Bisschen peinlich für das BKA: Das Kompetenzcenter ist inkompetent und bekommt keinen eigenen Staatstrojaner programmiert

Vielleicht sollte besser ein 14 jähriges Skript – Kiddie den Damen und Herren von dem seit einem Jahr bestehenden Kompetenzcenter Nachhilfe geben, damit sie endlich mal einen funktionierenden Staatsschnüffler ohne fatale Sicherheitsfehler basteln können. Seit durch den Chaos Computer Club im vergangenen Jahr eklatante Sicherheitsmängel bei der stolz vorgetragenen Staatstrojaner-Software aufgedeckt worden sind, suchen Innenminister von Bund und Ländern fieberhaft nach einem Ausweg aus der Peinlichkeit, allerdings mit wenig Erfolg. Unser Bundesinnenminister Hans-Peter Friedrich kündigte im Oktober 2011 vollmundig an, sein Ministerium werde ein eigenes Kompetenzzentrum zur Entwicklung von Überwachungs-Software einrichten. Jawohl! Die Zeit verging im Fluge und als Ergebnis kam heraus: nada. Schön für die Verfechter der Internetfreiheit, ein Grund zum Ärgern für den deutschen Steuerzahler Bund, denn hochbezahlte IT Experten bewiesen ihre Inkompetenz im Kompetenzcenter. Was tun?

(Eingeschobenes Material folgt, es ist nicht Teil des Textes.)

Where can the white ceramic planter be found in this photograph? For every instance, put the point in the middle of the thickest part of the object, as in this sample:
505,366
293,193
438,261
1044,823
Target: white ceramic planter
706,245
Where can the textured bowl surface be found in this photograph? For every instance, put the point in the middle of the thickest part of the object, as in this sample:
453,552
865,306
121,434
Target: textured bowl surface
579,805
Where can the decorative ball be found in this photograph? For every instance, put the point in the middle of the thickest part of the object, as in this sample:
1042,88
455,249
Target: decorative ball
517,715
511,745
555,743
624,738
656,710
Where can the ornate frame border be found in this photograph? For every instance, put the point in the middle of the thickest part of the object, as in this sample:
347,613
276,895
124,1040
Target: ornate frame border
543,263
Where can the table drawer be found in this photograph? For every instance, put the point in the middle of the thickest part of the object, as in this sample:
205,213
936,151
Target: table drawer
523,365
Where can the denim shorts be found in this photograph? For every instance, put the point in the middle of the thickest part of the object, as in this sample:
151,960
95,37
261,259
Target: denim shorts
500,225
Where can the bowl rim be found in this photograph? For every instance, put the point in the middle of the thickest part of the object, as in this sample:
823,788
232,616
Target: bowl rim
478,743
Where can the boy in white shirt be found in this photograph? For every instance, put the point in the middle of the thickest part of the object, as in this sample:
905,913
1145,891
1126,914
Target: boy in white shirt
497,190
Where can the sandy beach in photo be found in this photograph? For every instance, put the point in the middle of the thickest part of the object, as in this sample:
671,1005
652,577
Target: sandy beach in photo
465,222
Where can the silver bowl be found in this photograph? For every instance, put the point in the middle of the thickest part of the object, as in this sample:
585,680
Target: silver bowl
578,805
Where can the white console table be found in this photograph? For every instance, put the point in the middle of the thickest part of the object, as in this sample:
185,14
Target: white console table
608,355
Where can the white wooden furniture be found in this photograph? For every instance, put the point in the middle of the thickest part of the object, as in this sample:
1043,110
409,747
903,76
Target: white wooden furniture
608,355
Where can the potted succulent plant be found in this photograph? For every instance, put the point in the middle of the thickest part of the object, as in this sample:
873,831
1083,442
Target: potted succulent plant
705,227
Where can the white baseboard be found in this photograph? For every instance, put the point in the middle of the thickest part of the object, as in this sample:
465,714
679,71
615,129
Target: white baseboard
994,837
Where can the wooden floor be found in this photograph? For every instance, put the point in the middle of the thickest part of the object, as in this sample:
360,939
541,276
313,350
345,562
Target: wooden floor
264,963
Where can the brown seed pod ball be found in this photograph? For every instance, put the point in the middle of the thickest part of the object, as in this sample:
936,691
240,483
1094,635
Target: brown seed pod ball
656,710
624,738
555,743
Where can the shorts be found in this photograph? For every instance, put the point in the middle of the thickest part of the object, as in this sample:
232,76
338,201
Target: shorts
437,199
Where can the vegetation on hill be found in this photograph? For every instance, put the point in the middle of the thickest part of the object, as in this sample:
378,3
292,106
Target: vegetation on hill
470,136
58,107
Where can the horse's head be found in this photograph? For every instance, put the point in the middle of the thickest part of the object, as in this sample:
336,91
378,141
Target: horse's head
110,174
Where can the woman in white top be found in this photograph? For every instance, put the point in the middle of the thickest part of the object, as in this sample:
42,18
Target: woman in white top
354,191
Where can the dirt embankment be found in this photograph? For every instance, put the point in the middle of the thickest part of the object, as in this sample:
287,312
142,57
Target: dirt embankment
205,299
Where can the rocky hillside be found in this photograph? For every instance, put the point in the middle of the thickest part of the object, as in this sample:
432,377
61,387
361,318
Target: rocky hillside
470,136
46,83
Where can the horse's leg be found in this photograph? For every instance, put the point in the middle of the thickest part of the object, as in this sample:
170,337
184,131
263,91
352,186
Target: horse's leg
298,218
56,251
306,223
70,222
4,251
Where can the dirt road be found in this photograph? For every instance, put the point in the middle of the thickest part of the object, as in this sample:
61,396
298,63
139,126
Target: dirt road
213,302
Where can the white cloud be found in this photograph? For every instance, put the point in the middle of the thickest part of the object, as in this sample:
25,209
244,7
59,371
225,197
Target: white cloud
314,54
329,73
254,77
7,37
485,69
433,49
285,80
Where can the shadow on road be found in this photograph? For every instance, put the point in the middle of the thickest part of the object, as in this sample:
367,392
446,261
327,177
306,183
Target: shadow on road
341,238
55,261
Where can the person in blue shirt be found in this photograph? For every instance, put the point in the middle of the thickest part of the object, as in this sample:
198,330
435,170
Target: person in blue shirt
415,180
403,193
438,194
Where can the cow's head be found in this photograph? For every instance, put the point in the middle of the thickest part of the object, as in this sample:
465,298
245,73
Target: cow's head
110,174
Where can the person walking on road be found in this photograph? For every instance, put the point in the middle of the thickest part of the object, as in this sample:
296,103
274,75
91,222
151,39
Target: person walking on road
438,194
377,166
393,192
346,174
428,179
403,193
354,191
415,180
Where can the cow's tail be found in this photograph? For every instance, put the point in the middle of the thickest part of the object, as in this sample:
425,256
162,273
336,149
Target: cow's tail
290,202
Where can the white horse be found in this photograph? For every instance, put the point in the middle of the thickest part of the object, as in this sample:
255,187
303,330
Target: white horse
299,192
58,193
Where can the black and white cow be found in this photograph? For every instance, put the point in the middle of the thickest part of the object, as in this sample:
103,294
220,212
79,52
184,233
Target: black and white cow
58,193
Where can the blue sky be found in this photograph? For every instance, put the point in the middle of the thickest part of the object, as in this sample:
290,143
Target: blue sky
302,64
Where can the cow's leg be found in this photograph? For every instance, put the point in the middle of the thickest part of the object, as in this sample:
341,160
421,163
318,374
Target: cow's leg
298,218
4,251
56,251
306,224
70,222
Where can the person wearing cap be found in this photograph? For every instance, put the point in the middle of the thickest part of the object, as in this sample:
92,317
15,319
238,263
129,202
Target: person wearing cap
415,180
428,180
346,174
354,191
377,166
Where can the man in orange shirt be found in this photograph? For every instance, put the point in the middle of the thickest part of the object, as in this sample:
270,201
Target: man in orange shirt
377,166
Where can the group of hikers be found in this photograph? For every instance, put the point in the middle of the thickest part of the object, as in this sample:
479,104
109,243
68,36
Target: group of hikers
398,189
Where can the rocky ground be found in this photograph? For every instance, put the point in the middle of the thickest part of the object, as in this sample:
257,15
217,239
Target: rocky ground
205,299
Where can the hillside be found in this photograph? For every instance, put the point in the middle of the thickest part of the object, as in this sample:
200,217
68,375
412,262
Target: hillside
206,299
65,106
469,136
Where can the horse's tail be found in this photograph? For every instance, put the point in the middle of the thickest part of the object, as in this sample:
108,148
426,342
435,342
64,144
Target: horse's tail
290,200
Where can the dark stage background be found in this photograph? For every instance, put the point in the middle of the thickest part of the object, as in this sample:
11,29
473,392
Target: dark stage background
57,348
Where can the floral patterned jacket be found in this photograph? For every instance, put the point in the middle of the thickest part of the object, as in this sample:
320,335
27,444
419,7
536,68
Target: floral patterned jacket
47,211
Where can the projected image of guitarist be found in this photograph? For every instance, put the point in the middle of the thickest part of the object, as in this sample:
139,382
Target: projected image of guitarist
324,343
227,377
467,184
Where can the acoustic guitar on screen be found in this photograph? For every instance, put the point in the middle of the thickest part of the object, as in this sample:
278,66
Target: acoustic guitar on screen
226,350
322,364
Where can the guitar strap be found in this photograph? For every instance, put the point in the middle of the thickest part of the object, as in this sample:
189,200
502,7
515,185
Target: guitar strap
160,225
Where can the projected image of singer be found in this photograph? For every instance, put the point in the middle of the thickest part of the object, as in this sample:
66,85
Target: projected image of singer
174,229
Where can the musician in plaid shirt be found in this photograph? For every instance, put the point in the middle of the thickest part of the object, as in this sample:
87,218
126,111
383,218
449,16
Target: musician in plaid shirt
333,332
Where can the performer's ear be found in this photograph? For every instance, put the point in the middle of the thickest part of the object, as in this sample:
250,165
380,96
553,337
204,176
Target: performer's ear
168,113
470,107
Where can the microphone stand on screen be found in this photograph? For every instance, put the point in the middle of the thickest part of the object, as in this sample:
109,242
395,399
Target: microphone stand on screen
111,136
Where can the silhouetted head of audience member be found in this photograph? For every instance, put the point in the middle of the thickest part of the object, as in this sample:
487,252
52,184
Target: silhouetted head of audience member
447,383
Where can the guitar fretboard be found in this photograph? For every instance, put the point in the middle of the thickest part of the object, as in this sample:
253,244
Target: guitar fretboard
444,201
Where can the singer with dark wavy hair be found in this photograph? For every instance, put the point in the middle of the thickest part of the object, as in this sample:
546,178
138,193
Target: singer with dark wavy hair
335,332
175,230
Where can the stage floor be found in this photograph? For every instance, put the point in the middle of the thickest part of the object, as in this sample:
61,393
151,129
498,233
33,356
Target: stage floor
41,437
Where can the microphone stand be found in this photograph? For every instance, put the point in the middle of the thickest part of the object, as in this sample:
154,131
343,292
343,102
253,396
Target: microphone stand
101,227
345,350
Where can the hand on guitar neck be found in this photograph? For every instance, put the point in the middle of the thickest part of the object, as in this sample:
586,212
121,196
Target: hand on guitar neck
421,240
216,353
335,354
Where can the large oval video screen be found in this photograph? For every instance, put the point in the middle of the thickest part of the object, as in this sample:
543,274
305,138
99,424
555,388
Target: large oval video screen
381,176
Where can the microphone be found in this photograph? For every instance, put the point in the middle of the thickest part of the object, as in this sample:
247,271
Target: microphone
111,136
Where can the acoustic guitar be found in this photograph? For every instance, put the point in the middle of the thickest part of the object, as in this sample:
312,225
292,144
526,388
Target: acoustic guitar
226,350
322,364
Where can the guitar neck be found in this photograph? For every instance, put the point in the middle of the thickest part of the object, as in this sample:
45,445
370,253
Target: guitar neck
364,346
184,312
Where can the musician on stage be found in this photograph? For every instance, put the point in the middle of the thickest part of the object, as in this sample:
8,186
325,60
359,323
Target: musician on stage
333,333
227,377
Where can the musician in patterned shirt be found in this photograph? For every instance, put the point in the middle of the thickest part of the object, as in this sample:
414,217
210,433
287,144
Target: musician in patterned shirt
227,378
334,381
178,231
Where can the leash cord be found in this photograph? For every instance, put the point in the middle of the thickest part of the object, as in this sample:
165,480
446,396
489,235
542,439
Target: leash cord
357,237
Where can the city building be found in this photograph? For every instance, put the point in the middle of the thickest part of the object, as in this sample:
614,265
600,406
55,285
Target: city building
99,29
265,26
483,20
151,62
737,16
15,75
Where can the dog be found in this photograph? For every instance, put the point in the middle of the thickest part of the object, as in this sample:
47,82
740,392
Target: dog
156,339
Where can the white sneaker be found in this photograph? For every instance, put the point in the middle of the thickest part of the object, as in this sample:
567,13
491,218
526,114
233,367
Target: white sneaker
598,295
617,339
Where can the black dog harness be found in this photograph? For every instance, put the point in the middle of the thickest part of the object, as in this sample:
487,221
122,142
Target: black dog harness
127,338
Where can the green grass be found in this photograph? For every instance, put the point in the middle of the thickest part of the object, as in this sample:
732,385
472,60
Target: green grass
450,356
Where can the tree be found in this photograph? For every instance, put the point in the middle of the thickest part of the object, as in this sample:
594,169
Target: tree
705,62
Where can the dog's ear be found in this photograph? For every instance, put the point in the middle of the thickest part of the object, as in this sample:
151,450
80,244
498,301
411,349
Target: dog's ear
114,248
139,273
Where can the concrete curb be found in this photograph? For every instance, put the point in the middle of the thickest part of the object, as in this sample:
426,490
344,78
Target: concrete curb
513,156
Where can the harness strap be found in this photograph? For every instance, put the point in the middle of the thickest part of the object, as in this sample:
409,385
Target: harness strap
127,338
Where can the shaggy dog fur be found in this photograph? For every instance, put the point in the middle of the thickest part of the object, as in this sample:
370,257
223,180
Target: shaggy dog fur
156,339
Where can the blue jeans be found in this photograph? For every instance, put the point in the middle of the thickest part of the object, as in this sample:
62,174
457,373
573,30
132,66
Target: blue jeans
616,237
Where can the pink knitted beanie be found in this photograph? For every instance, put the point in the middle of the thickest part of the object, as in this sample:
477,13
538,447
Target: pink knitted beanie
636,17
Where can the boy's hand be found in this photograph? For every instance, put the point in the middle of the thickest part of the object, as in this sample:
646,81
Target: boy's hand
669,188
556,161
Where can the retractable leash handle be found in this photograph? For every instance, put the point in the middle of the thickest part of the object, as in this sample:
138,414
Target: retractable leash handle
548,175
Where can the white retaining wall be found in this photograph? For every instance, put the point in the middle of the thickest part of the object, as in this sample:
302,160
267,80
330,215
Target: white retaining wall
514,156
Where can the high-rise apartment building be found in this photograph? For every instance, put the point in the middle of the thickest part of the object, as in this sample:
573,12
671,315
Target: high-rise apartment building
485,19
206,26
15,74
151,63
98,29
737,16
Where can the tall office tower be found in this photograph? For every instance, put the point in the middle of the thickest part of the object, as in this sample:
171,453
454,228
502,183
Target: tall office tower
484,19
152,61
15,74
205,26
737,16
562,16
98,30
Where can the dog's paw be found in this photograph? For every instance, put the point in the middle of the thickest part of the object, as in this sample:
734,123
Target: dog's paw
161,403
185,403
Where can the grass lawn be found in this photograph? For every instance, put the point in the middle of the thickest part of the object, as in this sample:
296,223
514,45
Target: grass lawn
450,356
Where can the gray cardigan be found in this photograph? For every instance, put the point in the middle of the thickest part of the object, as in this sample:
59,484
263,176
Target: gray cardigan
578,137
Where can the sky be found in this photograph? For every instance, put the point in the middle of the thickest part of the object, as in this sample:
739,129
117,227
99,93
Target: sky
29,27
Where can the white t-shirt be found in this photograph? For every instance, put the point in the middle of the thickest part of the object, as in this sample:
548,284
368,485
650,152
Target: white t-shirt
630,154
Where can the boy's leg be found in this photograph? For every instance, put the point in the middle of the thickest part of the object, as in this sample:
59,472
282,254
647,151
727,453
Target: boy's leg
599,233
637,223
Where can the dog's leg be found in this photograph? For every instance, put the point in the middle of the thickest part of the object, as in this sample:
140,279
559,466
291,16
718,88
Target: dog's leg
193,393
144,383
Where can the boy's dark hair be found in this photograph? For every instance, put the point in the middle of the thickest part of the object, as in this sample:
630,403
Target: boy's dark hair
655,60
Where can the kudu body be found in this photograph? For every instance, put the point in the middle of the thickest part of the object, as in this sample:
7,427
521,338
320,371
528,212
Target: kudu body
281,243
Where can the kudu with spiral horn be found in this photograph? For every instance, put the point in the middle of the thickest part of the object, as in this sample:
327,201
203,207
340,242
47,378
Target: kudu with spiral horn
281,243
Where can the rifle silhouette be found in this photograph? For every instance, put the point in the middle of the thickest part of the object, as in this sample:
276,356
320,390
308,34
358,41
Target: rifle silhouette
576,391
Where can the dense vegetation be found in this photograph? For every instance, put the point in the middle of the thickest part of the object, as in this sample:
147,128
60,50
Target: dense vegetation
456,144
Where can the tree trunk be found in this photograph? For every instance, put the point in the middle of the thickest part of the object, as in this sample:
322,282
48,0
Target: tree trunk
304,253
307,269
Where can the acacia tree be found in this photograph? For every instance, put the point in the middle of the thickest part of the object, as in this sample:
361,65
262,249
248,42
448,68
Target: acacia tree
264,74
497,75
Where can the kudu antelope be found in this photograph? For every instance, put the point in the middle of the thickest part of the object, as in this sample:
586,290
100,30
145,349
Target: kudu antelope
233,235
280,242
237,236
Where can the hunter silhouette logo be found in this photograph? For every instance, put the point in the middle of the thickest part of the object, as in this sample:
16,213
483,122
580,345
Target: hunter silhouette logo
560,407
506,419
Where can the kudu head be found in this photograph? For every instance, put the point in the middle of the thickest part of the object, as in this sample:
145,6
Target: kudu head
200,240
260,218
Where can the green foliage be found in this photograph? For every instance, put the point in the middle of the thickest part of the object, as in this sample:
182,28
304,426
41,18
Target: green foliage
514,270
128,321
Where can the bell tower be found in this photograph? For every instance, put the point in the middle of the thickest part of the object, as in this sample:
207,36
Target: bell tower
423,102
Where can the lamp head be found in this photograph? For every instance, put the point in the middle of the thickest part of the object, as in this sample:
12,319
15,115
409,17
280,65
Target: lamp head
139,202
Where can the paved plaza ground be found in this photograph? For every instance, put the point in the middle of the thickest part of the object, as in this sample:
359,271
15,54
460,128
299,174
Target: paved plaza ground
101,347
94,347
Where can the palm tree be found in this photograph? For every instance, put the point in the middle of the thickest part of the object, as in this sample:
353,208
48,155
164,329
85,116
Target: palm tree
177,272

Wie aus einer Antwort des Innenministeriums auf eine Kleine Anfrage der Linksfraktion hervorgeht, sind die Bemühungen, eine eigene Software zu programmieren, noch längst nicht abgeschlossen, was im Klartext heisst: keine Ahnung von nichts. Man wurstelt dilletantisch  und unproduktiv vor sich hin. Zudem stehe noch eine umfassende Prüfung aus – im Hinblick auf Funktionsumfang als auch auf den Datenschutz. Das heisst auf Expertendeutsch soviel wie, man braucht erst mal einen Plan, bevor man … äh erfolgreich anfangen kann kompetent zu sein. Das Ministerium schreibt, dass daher derzeit seitens des Bundeskriminalamtes eine kommerzielle Übergangslösung bis zur “Fertigstellung der Eigenentwicklung” vorbereitet werde. Man kann sicher sein, dass eine glückliche Softwareschmiede den Honks vom Amt eine fehlerhafte und überalterte Anwendung zu Wucherpreisen verkaufen wird. Macht aber nichts, weil der Steuerzahler dafür aufkommt. In der freien Wirtschaft wären die Nieten schon längst gefeuert worden, aber hierzulande gewährt man ofensichtlich erst mal eine längere Einarbeitungszeit für die Verwandtschaft.

Aber ein weiterer Knaller kommt noch dazu: Der innenpolitische Sprecher der CDU/CSU-Bundestagsfraktion, Hans-Peter Uhl, musste nämlich gegenüber der “Mitteldeutschen Zeitung” einräumen, dass die Entwicklung von Software durch das BKA “voraussichtlich noch Monate dauern wird, vielleicht sogar Jahre. Vielleicht werden wir eines Tages sogar kleinlaut zugeben müssen, dass wir es gar nicht können.” L.o.L, aber nur vielleicht! Bis dahin dürften Bundesbehörden nur Software erwerben, wenn der Lieferant den Quellcode nenne. Aber das ist ohnehin ohne Belang, denn wer kann den schon lesen oder gar verstehen?

Ich für mein Teil bin sehr beruhigt; jetzt da das professionelle Niveau etwaiger Gegenspieler so vorzüglich offenbart worden ist.